Centelha

outubro 23, 2015

Eu estava no colo dela. Falava qualquer coisa sobre pagar a cerveja que eu lhe devia – e eu vou servir no seu copo -, foi a última coisa que eu disse antes dela me olhar. Sua mão acariciou meu braço direito. Prendi o ar. E ensaiei um afago no joelho dela. Dela. Aquele corpo que era um templo tão precioso. Que guardava dentro de si todos aqueles anos. Gerações. Incontáveis. É no seu corpo que eu medito. Eu tinha muito medo dela. Não dela, de tudo que aquilo significava. Do capricórnio que vai no fundo. Rabo de sereia. Do amor que eu sentia, meio sem saber como sentir.

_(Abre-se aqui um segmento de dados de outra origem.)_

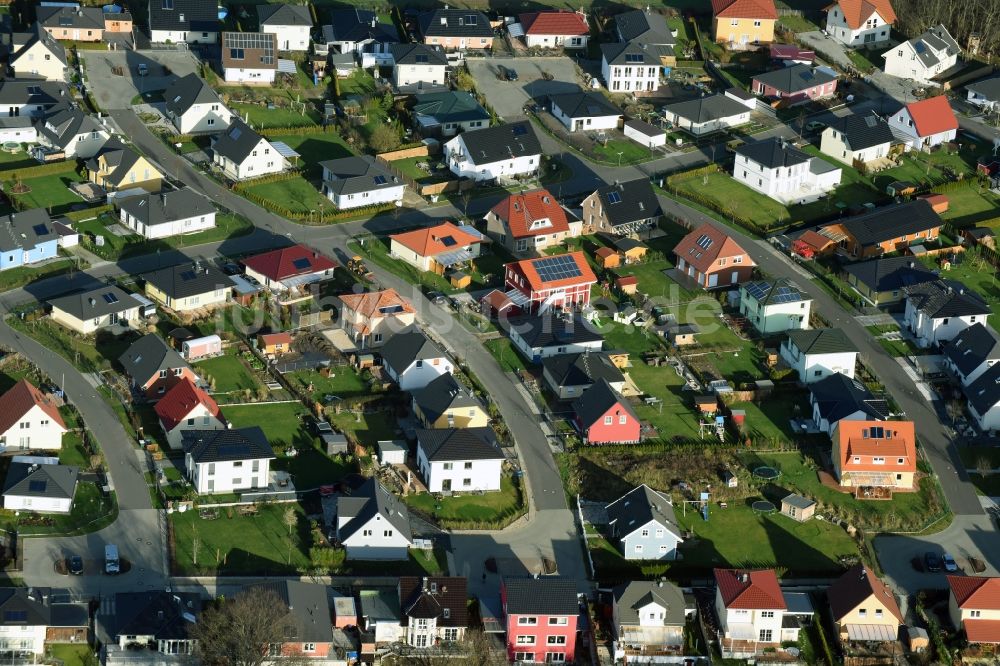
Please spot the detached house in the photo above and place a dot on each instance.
(643, 521)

Cheio de dúvidas. É que perto de você eu me sentia uma adolescente. Ela me olhou com todos os anos que nos atravessam. Soltei o ar. Que falta você ia me fazer. Ali, ela era um enigma que eu nunca seria capaz de desvendar. Linda. E eu, tão incauta, quase como desnuda. Apavorada. Do beijo que não aconteceu. Nunca vai. Eu não sei o que do meu mundo restaria depois desse encontro. Eu ficaria em ruínas por ela. Mas não fiquei. Ela me olhou e eu queria aquele beijo que seria minha destruição. Tudo bem, eu posso ser outra. Uma brisa soprou a grama sob o sol e te tirou de mim. Ela me perguntou do que é que eu mais gostava.Do cerrado. Das caliandras. E do deserto. Da falta que eu sentia. E sorriu. Dela. Mas não disse, mesmo gostando. Eu queria saber um monte de coisas sobre ela, mas não perguntei. Não podia. Acho que por dentro eu negava que ela poderia querer saber um monte de coisas sobre mim. Tentei manter o realismo, ainda que ela ali parecesse ter vindo de um outro lugar. Eu me perguntei se dava pra saber. Se meu olhar me denunciava.Tenho certeza que sim. Mas eu nunca saberia o que ela achava disso. Logo eu, que sempre fui tão perceptiva. De repente não sabia mais nada. Era ela. Eu me apaixono por tudo que me destrói. E me permite renascer, metamorfoseada. Escorpião. Eu ali, tentando encontrar sentido nos caminhos novos que se delineavam dentro de mim. E ela flores. Que graça. No seu colo, no sol, eu esperei. Ainda espero.